As to having met clients before -- this is pretty rare, in my experience. There are some clients I have repped for years and STILL never met. Of course it is nice when it happens - but it usually happens AFTER I've been repping them. The idea that going to conferences is an expected or required element to gaining representation is simply false.

I also agree with Marcia--conferences are awesome for improving craft and surrounding yourself with others who love children's lit as much as you do (which can be an incredible way to find support, information, critique groups, etc.) It's always great to meet agents and editors there, and I've seen magical connections happen--but only for one or maybe even a few people per conference...out of hundreds of participants.

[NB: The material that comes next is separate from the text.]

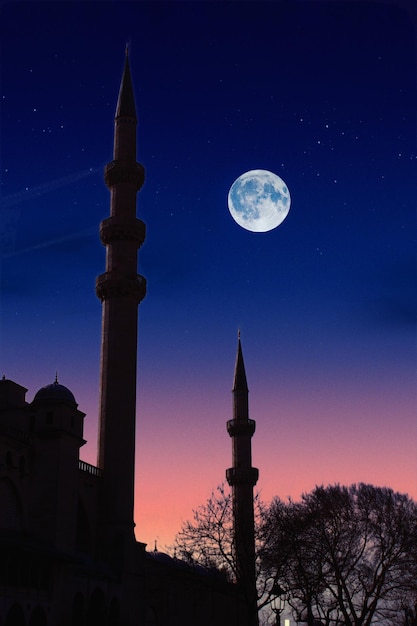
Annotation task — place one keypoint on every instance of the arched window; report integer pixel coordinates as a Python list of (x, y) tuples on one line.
[(96, 612), (38, 617), (78, 610), (22, 465), (83, 535), (151, 617), (9, 460), (15, 616), (10, 510), (114, 613)]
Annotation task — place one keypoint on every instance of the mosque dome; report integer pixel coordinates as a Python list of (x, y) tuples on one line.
[(55, 394)]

Yay that you're going to your first conference soon, Katie! Hopefully, we'll get the chance to meet at one in the future.  I can't wait to hear all about it. :)

dewsanddamps

Quote from: Mindy Alyse Weiss on May 13, 2017, 02:35 PM
Yay that you're going to your first conference soon, Katie! Hopefully, we'll get the chance to meet at one in the future. 

I would love that, Mindy!  :stars3

Learning to Swear in America, 2016
What Goes Up, 2017
The Constitution Decoded, 2020
The Presidents Decoded, 2023
Hearts on Thin Ice, 2024

rab

Since the title of this thread is about questions to ask a prospective agent, here's a link to agent Jim McCarthy's Twitter feed, which begins with a post on that very topic: https://twitter.com/JimMcCarthy528

dewsanddamps

Thanks, Rebecca! That's a great list.
Learning to Swear in America, 2016
What Goes Up, 2017
The Constitution Decoded, 2020
The Presidents Decoded, 2023
Hearts on Thin Ice, 2024

Ev

Yes, a wonderful list, Rebecca! Thank you for sharing.